Dr. Frederic
Sansoz
Dr. Frederic Sansoz, assistant professor of mechanical
engineering and materials science in UVM's College of Engineering and
Mathematical Sciences (CEMS), has received a five-year National Science
Foundation (NSF) Faculty Early Career Development (CAREER) Award for
$400,000 for his research entitled, "Microstructure and Size Effects on
Metal Plasticity at Limited Length Scale." This is one of the most
prestigious awards given by the NSF.
"To receive this award and be
placed amongst some of the top American researchers in my field is a great
honor," says Sansoz. "This is an opportunity to conduct fundamental
research in the area of metallic nanomaterials, which can dramatically
improve the existing state of knowledge in the experimental and
computational mechanics community. I sincerely thank Vermont EPSCoR and my
colleagues from the mechanical engineering program, the materials science
program, and the College of Engineering and Mathematical Sciences for their
continuous encouragement."
The award will stimulate use of UVM's
newly established Vermont Advanced Computing Center, a multi-user facility,
and will involve participation of scientists at a new US Department of
Energy's (DOE) national research facility. It will give graduate students
the opportunity to broadly disseminate results of research at national
conferences and meetings to enhance scientific understanding in the field.
In addition, the education program of this CAREER award will broadly
revitalize interest in materials science and engineering at UVM, help
recruit engineering students from underrepresented groups, and improve
multicultural training.
"We are extremely proud that Dr. Sansoz
has received this prestigious NSF CAREER Award," says CEMS Dean Domenico
Grasso.
Nanoscale Research
The nanoscale is unique because it is the size scale where the familiar
day-to-day properties of materials like hardness and strength meet the more
exotic properties of the atomic and molecular world. For example,
nanoscale wires of gold, which is naturally a very soft metal, are
ultra-strong materials with strengths up to 100 times that of bulk metals.
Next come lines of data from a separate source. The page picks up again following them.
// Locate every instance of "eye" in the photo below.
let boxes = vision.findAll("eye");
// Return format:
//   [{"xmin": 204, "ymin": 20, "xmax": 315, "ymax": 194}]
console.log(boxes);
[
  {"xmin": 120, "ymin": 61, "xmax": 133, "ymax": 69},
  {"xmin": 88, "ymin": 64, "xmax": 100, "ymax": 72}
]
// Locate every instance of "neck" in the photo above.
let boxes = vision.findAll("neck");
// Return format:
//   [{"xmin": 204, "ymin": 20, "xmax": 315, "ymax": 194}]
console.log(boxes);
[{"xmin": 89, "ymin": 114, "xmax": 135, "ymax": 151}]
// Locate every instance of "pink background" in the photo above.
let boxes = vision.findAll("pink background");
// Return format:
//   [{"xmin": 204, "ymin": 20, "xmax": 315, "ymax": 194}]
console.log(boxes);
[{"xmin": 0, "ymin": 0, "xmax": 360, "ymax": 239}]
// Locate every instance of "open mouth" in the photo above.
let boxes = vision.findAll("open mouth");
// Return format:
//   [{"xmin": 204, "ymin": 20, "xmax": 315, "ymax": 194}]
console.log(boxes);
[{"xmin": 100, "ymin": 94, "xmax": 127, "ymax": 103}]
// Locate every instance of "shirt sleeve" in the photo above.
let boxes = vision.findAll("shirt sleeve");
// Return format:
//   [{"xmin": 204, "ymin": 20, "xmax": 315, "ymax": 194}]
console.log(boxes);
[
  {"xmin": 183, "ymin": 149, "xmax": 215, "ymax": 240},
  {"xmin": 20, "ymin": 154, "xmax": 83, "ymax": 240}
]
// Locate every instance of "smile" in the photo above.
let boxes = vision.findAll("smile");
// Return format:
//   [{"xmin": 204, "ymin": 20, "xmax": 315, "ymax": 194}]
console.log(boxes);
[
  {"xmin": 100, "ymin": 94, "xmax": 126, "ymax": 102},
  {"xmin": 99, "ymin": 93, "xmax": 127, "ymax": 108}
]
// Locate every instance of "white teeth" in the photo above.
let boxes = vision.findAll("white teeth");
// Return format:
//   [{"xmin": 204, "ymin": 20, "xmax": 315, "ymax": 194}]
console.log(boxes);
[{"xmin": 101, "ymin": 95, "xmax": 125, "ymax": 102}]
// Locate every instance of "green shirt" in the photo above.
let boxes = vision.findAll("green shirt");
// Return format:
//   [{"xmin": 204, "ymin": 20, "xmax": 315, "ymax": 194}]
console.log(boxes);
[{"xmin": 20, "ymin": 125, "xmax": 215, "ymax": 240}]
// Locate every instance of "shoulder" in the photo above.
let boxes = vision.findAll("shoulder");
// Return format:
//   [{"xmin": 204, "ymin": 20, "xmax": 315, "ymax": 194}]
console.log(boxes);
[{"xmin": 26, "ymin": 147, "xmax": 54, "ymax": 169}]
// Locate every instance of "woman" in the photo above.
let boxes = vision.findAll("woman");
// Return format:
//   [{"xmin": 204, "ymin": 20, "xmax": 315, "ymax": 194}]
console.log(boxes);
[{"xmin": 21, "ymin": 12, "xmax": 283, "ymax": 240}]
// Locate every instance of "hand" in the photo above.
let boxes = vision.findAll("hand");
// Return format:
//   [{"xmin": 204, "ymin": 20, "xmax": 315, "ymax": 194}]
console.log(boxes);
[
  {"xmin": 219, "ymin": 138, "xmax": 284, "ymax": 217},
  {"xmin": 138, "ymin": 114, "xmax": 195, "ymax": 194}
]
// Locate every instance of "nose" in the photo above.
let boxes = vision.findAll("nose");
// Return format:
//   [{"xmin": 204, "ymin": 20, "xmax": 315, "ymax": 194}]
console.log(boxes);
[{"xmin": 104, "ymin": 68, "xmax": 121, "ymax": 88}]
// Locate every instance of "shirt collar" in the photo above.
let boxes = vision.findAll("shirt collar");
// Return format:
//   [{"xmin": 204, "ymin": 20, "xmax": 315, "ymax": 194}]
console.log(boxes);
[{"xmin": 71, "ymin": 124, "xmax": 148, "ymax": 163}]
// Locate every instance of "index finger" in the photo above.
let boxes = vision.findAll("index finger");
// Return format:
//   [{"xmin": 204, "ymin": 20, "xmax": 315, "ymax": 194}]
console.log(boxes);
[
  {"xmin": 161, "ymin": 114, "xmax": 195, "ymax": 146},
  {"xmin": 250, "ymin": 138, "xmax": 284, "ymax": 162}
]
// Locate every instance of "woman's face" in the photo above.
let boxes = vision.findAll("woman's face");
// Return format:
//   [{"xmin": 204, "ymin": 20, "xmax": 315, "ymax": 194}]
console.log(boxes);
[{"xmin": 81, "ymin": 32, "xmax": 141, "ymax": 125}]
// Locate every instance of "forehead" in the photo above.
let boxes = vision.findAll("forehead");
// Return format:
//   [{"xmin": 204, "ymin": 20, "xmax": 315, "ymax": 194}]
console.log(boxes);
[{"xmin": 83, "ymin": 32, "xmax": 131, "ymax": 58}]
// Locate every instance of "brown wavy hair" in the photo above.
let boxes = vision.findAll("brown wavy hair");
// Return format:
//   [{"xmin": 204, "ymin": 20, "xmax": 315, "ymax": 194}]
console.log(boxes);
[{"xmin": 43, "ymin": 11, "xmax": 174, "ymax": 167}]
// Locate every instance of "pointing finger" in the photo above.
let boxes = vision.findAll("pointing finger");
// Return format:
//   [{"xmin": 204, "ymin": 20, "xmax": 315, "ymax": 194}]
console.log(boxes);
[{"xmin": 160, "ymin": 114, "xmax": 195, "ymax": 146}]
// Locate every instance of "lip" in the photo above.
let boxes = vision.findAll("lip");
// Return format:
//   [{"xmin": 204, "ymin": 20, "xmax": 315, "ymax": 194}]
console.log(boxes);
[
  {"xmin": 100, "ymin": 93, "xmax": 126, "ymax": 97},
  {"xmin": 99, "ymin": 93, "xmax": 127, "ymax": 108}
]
The proposed research is to gain fundamental understanding of the
size-effects associated with microstructural features and sample dimension
on the strength of such metallic "nanowires." To accomplish this, a
combined experimental/modeling research approach will be used that
harnesses the power of both atomistic simulation and atomic force
microscopy. This combination of methodologies is expected to be successful
in bridging the gap between experiment and modeling in the mechanical
characterization of nanomaterials.
Sansoz's research is expected
to show new ways to fabricate nanorods and nanowires with specific defects
that make them stronger, thereby providing a roadmap for others to make
improved materials. Vermont EPSCoR provided start-up funds and several
mini-grants for equipment acquisition for key laboratory instruments, such
as high-resolution microscopes specifically designed for nanomechanical
analysis. The simulation component of this project will be conducted via
massively-parallel molecular dynamics simulations performed using UVM's
newly-established Vermont Advanced Computing Center.